Apolipoprotein (
apo) E4 is the major genetic risk factor for
late-onset Alzheimer disease (AD).
ApoE4 assumes a pathological conformation through an intramolecular interaction mediated by Arg-61 in the amino-terminal domain and Glu-255 in the carboxyl-terminal domain, referred to as
apoE4 domain interaction. Because AD is associated with
mitochondrial dysfunction, we examined the effect of
apoE4 domain interaction on mitochondrial respiratory function. Steady-state amounts of mitochondrial respiratory complexes were examined in neurons cultured from brain cortices of
neuron-specific enolase promoter-driven
apoE3 (NSE-apoE3) or
apoE4 (NSE-apoE4) transgenic mice.

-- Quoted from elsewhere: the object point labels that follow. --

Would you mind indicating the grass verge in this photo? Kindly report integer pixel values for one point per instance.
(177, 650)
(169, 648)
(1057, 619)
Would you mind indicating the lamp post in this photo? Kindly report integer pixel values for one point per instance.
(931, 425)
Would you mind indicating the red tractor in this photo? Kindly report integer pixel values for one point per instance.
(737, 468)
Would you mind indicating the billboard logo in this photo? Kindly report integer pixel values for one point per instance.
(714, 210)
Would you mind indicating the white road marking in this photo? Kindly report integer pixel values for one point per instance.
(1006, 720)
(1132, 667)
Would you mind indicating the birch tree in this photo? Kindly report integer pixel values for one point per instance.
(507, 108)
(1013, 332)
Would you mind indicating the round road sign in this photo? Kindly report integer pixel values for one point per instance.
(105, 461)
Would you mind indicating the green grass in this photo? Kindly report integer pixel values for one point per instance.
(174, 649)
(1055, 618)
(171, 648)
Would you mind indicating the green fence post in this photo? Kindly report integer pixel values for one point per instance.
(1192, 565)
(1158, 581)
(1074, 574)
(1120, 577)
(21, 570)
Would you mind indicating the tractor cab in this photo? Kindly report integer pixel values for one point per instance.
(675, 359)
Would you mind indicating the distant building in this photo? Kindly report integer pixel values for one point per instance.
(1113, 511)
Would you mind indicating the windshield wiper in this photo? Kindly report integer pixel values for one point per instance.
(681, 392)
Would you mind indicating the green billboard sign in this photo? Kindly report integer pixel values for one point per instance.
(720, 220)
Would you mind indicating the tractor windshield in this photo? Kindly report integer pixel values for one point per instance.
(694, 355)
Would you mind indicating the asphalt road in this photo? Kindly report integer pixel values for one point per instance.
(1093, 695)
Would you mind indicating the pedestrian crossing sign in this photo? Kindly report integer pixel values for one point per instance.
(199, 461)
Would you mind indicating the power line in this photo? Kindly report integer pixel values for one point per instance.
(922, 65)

All subunits of mitochondrial respiratory complexes assessed were significantly lower in NSE-apoE4 neurons compared with NSE-apoE3 neurons. However, no significant differences in levels of mitochondrial complexes were detected between astrocytes expressing different
apoE isoforms driven by the
glial fibrillary acidic protein promoter, leading to our conclusion that the effect of
apoE4 is neuron specific. In
neuroblastoma Neuro-2A (N2A) cells,
apoE4 expression reduced the levels of mitochondrial respiratory complexes I, IV, and V. Complex IV enzymatic activity was also decreased, lowering mitochondrial respiratory capacity. Mutant
apoE4 (apoE4-Thr-61) lacking domain interaction did not induce
mitochondrial dysfunction in N2A cells, indicating that the effect is specific to apoE4-expressing cells and dependent on domain interaction. Consistent with this finding, treatment of apoE4-expressing N2A cells with a small molecule that disrupts
apoE4 domain interaction restored mitochondrial respiratory complex IV levels. These results suggest that pharmacological intervention with small molecules that disrupt
apoE4 domain interaction is a potential therapeutic approach for apoE4-carrying AD subjects.